I’ve looked at a lot more programs than I’ve written reviews about, but I have not looked at enough programs to really list a best and worst for 2006 yet. Still, a few product and companies are certainly worth mentioning.
The Next Generation of Genealogy Sitebuilding (TNG) is a web-based genealogy program. The TNG Network is a central database of genealogy sites, just like GENDEX used to be. There are more than a million names in it already, and it links directly to the site with more data. The TNG Network is not just GENDEX-like, it actually uses the GENDEX standard, still supported by various software packages, so you do not need to be using TNG to use this site.
Family Tree Maker 16 is not the major update the name change from Family Tree Maker 2006 might lead you to think, but the major disappoint of 2006 was GenoPro 2007.
After keeping us waiting for years, GenoPro 2007 now provides Unicode support, uses XML, and offers a Software Development Kit (SDK), but who cares
about all that or its genogram capabilities once you know its shortcomings?
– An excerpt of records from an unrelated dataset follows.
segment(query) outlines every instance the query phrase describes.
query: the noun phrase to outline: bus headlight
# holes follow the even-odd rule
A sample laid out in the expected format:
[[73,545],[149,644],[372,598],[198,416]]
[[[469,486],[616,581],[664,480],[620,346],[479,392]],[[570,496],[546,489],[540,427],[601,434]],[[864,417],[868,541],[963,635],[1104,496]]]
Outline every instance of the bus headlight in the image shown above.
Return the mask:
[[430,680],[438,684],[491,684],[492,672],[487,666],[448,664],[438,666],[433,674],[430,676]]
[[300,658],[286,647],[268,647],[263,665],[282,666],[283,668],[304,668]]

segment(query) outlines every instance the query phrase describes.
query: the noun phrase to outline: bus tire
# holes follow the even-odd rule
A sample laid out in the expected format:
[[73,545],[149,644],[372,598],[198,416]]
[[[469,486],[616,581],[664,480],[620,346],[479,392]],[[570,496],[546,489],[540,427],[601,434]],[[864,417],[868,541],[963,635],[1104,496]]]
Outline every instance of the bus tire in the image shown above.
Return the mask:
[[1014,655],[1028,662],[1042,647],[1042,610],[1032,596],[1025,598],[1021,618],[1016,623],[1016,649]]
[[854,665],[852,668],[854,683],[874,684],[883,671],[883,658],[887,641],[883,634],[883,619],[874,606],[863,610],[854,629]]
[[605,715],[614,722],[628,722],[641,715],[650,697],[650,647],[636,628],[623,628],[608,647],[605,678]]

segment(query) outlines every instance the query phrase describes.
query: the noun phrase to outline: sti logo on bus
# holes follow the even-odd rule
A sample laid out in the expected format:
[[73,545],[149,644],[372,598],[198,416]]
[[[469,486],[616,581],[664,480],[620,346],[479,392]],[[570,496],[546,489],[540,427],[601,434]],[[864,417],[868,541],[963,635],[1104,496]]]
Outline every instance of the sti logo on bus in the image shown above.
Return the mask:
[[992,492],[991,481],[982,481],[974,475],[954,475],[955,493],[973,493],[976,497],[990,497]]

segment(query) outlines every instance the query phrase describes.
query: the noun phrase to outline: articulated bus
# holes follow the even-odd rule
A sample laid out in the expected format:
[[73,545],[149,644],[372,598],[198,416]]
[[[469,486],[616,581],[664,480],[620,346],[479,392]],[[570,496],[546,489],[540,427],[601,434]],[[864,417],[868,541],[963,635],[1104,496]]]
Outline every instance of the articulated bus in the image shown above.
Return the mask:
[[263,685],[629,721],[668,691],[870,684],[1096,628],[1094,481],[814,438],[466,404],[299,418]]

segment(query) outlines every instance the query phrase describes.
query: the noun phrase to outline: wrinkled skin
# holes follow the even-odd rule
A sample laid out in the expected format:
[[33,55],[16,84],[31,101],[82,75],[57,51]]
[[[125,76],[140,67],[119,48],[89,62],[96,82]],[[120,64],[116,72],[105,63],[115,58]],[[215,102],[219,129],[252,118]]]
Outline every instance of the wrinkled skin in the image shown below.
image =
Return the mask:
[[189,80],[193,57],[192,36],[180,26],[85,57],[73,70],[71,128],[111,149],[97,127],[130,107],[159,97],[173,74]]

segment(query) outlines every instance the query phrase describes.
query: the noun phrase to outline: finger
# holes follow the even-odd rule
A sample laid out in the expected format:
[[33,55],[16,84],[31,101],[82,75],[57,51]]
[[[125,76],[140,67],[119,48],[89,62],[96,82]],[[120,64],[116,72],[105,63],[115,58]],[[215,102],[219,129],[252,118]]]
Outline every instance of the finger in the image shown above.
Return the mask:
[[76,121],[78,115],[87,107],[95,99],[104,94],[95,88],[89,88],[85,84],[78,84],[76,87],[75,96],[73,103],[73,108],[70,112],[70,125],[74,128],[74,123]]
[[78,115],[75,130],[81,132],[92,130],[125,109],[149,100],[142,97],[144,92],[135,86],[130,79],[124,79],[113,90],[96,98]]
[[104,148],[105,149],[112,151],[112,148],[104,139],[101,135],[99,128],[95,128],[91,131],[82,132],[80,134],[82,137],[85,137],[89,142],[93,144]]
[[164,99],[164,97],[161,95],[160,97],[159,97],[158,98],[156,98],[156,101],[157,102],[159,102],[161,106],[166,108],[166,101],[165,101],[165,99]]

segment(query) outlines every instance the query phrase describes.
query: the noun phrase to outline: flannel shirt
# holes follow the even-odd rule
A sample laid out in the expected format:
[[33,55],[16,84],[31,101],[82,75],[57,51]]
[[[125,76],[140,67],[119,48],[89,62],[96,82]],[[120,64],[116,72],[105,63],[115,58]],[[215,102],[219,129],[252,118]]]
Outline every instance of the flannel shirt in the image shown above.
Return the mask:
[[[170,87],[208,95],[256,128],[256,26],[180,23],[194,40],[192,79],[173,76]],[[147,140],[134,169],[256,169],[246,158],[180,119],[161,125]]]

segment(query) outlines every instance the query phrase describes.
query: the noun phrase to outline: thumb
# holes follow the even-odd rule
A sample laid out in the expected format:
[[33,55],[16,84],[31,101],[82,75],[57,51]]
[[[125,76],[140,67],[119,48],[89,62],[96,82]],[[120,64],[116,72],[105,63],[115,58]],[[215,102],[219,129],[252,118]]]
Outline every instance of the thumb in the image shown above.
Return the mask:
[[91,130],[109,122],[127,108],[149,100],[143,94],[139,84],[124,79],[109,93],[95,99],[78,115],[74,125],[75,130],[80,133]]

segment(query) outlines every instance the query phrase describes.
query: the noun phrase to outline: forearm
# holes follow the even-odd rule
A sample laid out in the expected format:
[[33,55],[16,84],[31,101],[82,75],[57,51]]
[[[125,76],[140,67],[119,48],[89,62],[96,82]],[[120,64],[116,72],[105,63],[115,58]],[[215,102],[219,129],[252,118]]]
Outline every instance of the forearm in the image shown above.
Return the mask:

GenoPro gobbles so much memory that it can only handle small files, its auto-layout is messy, it does not support even the most basic reports, it
lacks easy navigation, and it creates invalid GEDCOM files.
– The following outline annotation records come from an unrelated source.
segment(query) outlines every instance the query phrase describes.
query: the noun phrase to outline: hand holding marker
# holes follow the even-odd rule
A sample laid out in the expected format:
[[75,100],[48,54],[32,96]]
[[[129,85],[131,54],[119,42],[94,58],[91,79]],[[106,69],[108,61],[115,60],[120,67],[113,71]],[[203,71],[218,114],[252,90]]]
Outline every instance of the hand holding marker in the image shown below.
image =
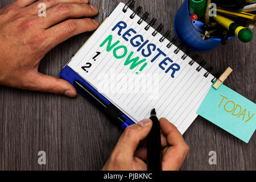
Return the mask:
[[[256,10],[255,9],[256,1],[249,1],[254,2],[254,3],[253,4],[246,4],[246,0],[229,1],[228,2],[218,0],[189,0],[189,13],[191,15],[193,14],[193,16],[198,17],[197,20],[192,20],[192,24],[201,33],[201,37],[203,40],[209,39],[211,37],[220,38],[221,38],[222,44],[225,44],[228,37],[236,35],[241,42],[249,42],[253,38],[253,32],[249,29],[241,25],[253,28],[256,15],[245,12]],[[221,7],[218,7],[218,14],[216,16],[211,18],[209,21],[208,18],[209,17],[209,8],[208,10],[207,9],[210,2],[217,3],[217,6],[220,6]],[[251,3],[251,2],[249,3]],[[204,8],[203,8],[204,6]],[[240,10],[222,9],[223,7],[236,10],[240,9]],[[229,18],[220,15],[219,13],[222,13],[222,12],[219,12],[220,9],[221,9],[222,11],[225,11],[224,12],[226,13],[227,13],[226,11],[228,12],[228,13],[230,15],[228,14],[227,15]],[[233,13],[237,11],[239,15]],[[203,17],[204,15],[205,23],[204,24],[202,23],[204,21]],[[240,23],[238,23],[235,21],[238,21]],[[241,23],[241,21],[242,23]],[[224,28],[221,28],[222,27],[224,27],[226,30],[224,30]]]

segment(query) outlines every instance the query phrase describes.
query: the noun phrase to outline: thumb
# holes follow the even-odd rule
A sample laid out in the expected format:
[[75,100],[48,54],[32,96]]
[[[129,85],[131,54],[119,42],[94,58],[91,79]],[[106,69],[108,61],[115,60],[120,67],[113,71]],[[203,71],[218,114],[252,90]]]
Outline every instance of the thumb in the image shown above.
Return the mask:
[[145,119],[137,124],[127,127],[114,150],[125,156],[133,156],[139,142],[150,133],[152,125],[151,119]]
[[35,90],[63,94],[70,97],[75,97],[77,95],[76,90],[68,81],[40,73],[35,84]]

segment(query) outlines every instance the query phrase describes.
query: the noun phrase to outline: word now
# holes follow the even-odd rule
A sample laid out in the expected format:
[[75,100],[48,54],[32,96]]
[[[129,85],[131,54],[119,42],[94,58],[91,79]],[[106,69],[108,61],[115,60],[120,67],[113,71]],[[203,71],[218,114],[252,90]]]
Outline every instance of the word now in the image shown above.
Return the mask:
[[[220,105],[218,106],[219,107],[220,107],[221,104],[222,104],[224,100],[229,100],[229,98],[226,98],[226,97],[224,97],[222,95],[220,95],[220,96],[222,97],[222,100],[221,100],[221,102],[220,102]],[[225,101],[224,102],[223,102],[223,104],[224,103]],[[250,110],[248,110],[247,114],[246,114],[246,109],[245,109],[241,113],[242,110],[241,106],[238,104],[234,104],[234,102],[232,101],[227,101],[226,104],[225,105],[222,105],[222,106],[224,106],[223,108],[226,111],[231,113],[231,114],[233,116],[237,117],[237,118],[240,118],[241,115],[243,115],[242,118],[243,121],[244,121],[245,117],[247,118],[247,115],[248,115],[248,119],[245,121],[245,122],[247,122],[248,121],[249,121],[254,115],[254,114],[253,114],[251,116],[250,116]],[[232,109],[230,110],[230,108]]]

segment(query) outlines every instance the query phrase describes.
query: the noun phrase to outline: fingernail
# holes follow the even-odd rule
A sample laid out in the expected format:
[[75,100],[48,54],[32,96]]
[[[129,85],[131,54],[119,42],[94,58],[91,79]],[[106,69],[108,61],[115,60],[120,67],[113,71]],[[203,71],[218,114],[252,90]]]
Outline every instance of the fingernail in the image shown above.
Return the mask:
[[74,97],[76,96],[75,93],[71,90],[67,90],[64,93],[65,96],[69,97]]
[[90,6],[93,11],[98,12],[98,8],[96,6],[90,5]]
[[139,125],[143,127],[145,127],[151,125],[152,121],[149,119],[144,119],[143,120],[141,121],[138,123],[138,125]]
[[100,24],[100,23],[98,23],[98,22],[97,20],[93,19],[93,21],[94,23],[94,24],[96,25],[97,25],[97,26]]

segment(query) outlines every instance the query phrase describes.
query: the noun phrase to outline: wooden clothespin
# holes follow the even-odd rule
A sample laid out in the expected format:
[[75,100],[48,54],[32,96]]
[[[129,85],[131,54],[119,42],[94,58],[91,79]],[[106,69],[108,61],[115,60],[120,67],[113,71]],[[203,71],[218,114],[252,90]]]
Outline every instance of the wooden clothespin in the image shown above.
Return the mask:
[[221,75],[220,78],[217,80],[217,81],[213,85],[213,88],[216,90],[218,89],[220,86],[226,80],[229,75],[233,72],[233,69],[230,67],[228,67],[228,69],[225,71],[225,72]]

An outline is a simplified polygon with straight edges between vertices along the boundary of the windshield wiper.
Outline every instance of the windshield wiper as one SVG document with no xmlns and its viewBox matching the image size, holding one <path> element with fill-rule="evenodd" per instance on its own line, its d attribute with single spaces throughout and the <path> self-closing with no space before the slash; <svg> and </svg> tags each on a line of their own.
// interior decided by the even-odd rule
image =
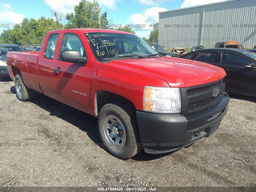
<svg viewBox="0 0 256 192">
<path fill-rule="evenodd" d="M 142 56 L 142 55 L 138 55 L 137 54 L 131 54 L 130 55 L 119 55 L 117 57 L 111 57 L 110 58 L 105 58 L 104 59 L 102 59 L 102 60 L 108 60 L 109 59 L 116 59 L 117 58 L 123 58 L 123 57 L 130 57 L 130 58 L 133 58 L 134 57 L 138 57 L 139 58 L 146 58 L 146 57 L 145 57 L 145 56 Z"/>
<path fill-rule="evenodd" d="M 162 56 L 162 55 L 161 55 L 159 53 L 157 53 L 156 54 L 150 54 L 150 55 L 148 55 L 148 56 L 150 57 L 150 56 L 156 56 L 157 55 L 159 55 L 159 56 Z"/>
</svg>

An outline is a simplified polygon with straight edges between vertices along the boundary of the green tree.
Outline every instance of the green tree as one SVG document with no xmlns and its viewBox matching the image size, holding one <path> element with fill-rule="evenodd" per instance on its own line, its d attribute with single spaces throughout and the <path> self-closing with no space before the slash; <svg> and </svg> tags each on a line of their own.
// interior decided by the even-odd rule
<svg viewBox="0 0 256 192">
<path fill-rule="evenodd" d="M 1 34 L 0 38 L 2 40 L 3 43 L 11 44 L 12 42 L 11 40 L 11 32 L 12 30 L 12 29 L 8 29 L 6 30 L 4 29 Z"/>
<path fill-rule="evenodd" d="M 143 37 L 141 38 L 143 40 L 144 40 L 145 41 L 146 41 L 147 43 L 150 43 L 150 42 L 148 40 L 148 39 L 147 38 L 146 38 L 145 37 Z"/>
<path fill-rule="evenodd" d="M 151 31 L 149 34 L 148 41 L 150 42 L 152 42 L 153 40 L 157 41 L 158 40 L 159 28 L 159 23 L 156 23 L 154 24 L 153 26 L 153 31 Z"/>
<path fill-rule="evenodd" d="M 68 21 L 67 28 L 98 28 L 98 16 L 101 8 L 97 1 L 90 2 L 88 0 L 81 0 L 78 5 L 74 8 L 74 14 L 67 14 L 66 19 Z M 102 28 L 107 28 L 109 21 L 106 12 L 100 16 L 100 24 Z"/>
<path fill-rule="evenodd" d="M 135 34 L 135 31 L 132 30 L 132 28 L 128 27 L 126 26 L 123 26 L 122 27 L 119 27 L 117 29 L 112 28 L 111 29 L 117 30 L 118 31 L 125 31 L 129 33 L 133 33 L 134 34 Z"/>
</svg>

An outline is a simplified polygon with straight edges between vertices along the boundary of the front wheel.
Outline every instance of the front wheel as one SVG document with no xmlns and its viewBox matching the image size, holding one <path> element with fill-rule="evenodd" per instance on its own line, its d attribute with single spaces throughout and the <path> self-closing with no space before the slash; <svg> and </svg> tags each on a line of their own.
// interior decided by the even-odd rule
<svg viewBox="0 0 256 192">
<path fill-rule="evenodd" d="M 98 116 L 100 135 L 108 151 L 114 156 L 127 159 L 142 149 L 136 110 L 121 101 L 105 105 Z"/>
<path fill-rule="evenodd" d="M 25 85 L 20 74 L 15 76 L 14 83 L 16 94 L 19 100 L 22 101 L 27 101 L 32 98 L 33 91 Z"/>
</svg>

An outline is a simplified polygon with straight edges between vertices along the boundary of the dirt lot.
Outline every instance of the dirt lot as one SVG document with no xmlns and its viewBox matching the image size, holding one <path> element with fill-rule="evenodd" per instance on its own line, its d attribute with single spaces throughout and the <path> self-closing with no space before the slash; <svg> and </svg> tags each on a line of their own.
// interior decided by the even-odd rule
<svg viewBox="0 0 256 192">
<path fill-rule="evenodd" d="M 96 118 L 35 96 L 20 102 L 12 81 L 0 82 L 1 187 L 256 186 L 256 98 L 230 94 L 210 138 L 122 160 L 101 147 Z"/>
</svg>

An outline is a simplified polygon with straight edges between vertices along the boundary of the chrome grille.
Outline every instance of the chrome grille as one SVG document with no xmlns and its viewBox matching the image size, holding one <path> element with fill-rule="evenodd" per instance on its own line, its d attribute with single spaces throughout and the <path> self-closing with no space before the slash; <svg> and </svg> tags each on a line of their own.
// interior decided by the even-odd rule
<svg viewBox="0 0 256 192">
<path fill-rule="evenodd" d="M 218 87 L 219 85 L 223 82 L 223 81 L 221 81 L 213 85 L 210 85 L 209 86 L 206 86 L 206 87 L 202 87 L 201 88 L 198 88 L 197 89 L 192 89 L 190 90 L 187 90 L 187 95 L 189 96 L 190 95 L 193 95 L 194 94 L 197 94 L 200 93 L 205 91 L 207 91 L 210 90 L 212 89 Z"/>
<path fill-rule="evenodd" d="M 223 80 L 193 87 L 181 88 L 182 114 L 189 115 L 217 104 L 223 97 Z"/>
</svg>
GenoPro was not designed as a serious genealogy program, but as a genogram drawing program for
fairly small family diagrams, and adding a few genealogy features just does not cut it.
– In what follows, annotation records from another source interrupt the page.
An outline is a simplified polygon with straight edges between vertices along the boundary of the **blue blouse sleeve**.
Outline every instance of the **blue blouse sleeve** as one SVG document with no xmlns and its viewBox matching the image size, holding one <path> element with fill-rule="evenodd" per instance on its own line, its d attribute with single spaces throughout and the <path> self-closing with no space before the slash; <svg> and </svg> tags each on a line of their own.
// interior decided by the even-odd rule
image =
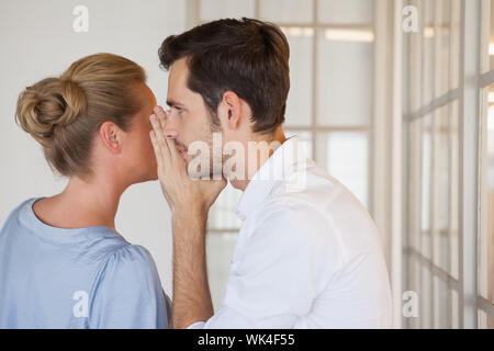
<svg viewBox="0 0 494 351">
<path fill-rule="evenodd" d="M 110 254 L 98 274 L 90 326 L 98 329 L 171 327 L 168 296 L 150 253 L 130 245 Z"/>
</svg>

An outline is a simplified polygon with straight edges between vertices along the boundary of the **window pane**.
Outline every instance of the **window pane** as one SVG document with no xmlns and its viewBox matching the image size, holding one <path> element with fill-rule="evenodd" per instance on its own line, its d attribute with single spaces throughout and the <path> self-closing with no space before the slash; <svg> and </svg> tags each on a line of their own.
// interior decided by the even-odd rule
<svg viewBox="0 0 494 351">
<path fill-rule="evenodd" d="M 450 65 L 450 89 L 458 88 L 460 82 L 460 12 L 461 0 L 450 0 L 451 7 L 451 65 Z"/>
<path fill-rule="evenodd" d="M 481 225 L 479 242 L 479 291 L 494 303 L 494 84 L 483 89 L 481 103 Z"/>
<path fill-rule="evenodd" d="M 479 329 L 494 329 L 494 317 L 479 309 Z"/>
<path fill-rule="evenodd" d="M 418 8 L 417 1 L 412 1 L 412 5 Z M 406 35 L 409 41 L 409 57 L 407 78 L 409 83 L 409 113 L 415 113 L 422 107 L 422 36 Z M 404 55 L 406 56 L 406 55 Z M 406 58 L 405 58 L 406 59 Z"/>
<path fill-rule="evenodd" d="M 407 290 L 414 292 L 418 296 L 417 308 L 420 308 L 420 263 L 415 256 L 408 256 L 408 287 Z M 411 329 L 420 328 L 419 324 L 420 310 L 417 310 L 416 317 L 405 317 L 406 326 Z"/>
<path fill-rule="evenodd" d="M 424 10 L 424 31 L 423 31 L 423 70 L 422 70 L 422 98 L 423 105 L 428 104 L 433 100 L 434 89 L 434 5 L 435 1 L 423 1 Z"/>
<path fill-rule="evenodd" d="M 422 265 L 420 275 L 420 328 L 433 328 L 433 275 L 428 267 Z"/>
<path fill-rule="evenodd" d="M 216 233 L 206 236 L 206 252 L 214 252 L 214 254 L 207 254 L 206 259 L 207 279 L 215 312 L 222 307 L 225 296 L 236 241 L 236 233 Z"/>
<path fill-rule="evenodd" d="M 448 284 L 435 276 L 434 278 L 434 328 L 451 328 L 451 296 Z"/>
<path fill-rule="evenodd" d="M 313 19 L 313 1 L 260 0 L 262 20 L 278 23 L 307 23 Z"/>
<path fill-rule="evenodd" d="M 290 93 L 287 125 L 312 124 L 313 37 L 311 27 L 282 27 L 290 44 Z"/>
<path fill-rule="evenodd" d="M 422 162 L 422 120 L 412 121 L 409 124 L 409 162 L 408 162 L 408 228 L 409 246 L 420 251 L 420 162 Z"/>
<path fill-rule="evenodd" d="M 449 272 L 449 105 L 436 110 L 434 128 L 434 262 Z"/>
<path fill-rule="evenodd" d="M 329 174 L 369 206 L 369 136 L 366 133 L 335 132 L 317 137 L 317 158 Z"/>
<path fill-rule="evenodd" d="M 371 124 L 373 34 L 325 30 L 318 33 L 318 123 Z"/>
<path fill-rule="evenodd" d="M 318 0 L 317 16 L 324 24 L 370 24 L 372 0 Z"/>
<path fill-rule="evenodd" d="M 436 97 L 448 92 L 449 89 L 449 46 L 450 46 L 450 15 L 451 0 L 437 0 L 436 23 L 438 30 L 438 57 L 436 67 L 439 69 L 436 83 Z"/>
<path fill-rule="evenodd" d="M 430 252 L 431 238 L 430 238 L 430 181 L 431 172 L 431 133 L 430 133 L 430 115 L 424 117 L 423 123 L 423 136 L 422 136 L 422 237 L 420 237 L 420 251 L 422 253 L 433 259 Z"/>
<path fill-rule="evenodd" d="M 494 0 L 482 1 L 481 71 L 494 68 Z"/>
<path fill-rule="evenodd" d="M 459 279 L 459 242 L 458 233 L 460 226 L 459 218 L 459 192 L 460 192 L 460 129 L 459 129 L 459 114 L 458 101 L 451 103 L 450 120 L 449 120 L 449 147 L 451 150 L 451 166 L 450 166 L 450 208 L 449 208 L 449 248 L 451 269 L 450 273 L 454 279 Z"/>
<path fill-rule="evenodd" d="M 303 143 L 302 151 L 305 154 L 305 157 L 313 159 L 314 156 L 312 154 L 312 133 L 294 131 L 294 129 L 285 131 L 287 138 L 294 136 L 294 135 L 299 136 L 299 143 Z"/>
<path fill-rule="evenodd" d="M 211 207 L 207 225 L 210 229 L 239 228 L 242 220 L 235 215 L 242 192 L 229 183 Z"/>
<path fill-rule="evenodd" d="M 202 21 L 254 18 L 255 4 L 255 0 L 200 0 L 200 16 Z"/>
<path fill-rule="evenodd" d="M 456 290 L 451 290 L 451 328 L 460 328 L 460 310 L 459 310 L 459 295 Z"/>
</svg>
Pearl Street software is the maker of Family Tree Legends and the keeper of the GenCircles web site. Users had been unable to get any support when the news got out that the owners had abandoned their paying customers to move on to other project, and that Pearl Street Software was for sale.
Update Aug 2007: in December, Pearl Street Software was bought by MyHeritage, but support for Family Tree Legends did not return. MyHeritage bought GenCircles for its SmartMatching technology. They made Family Tree Legends a free product, but have shown no interest in maintaining it.
The Advertising Standards Authority protected the genealogical consumer by upholding claims against Ancestry’s less than honest and truthful advertising. Ancestry’s add in a Scottish magazine claimed to offer "Everything you’ll ever need to research your family tree in one place", although the site does not offer access to Scottish censuses at all and does not make available images, transcripts or copies of parish register records either.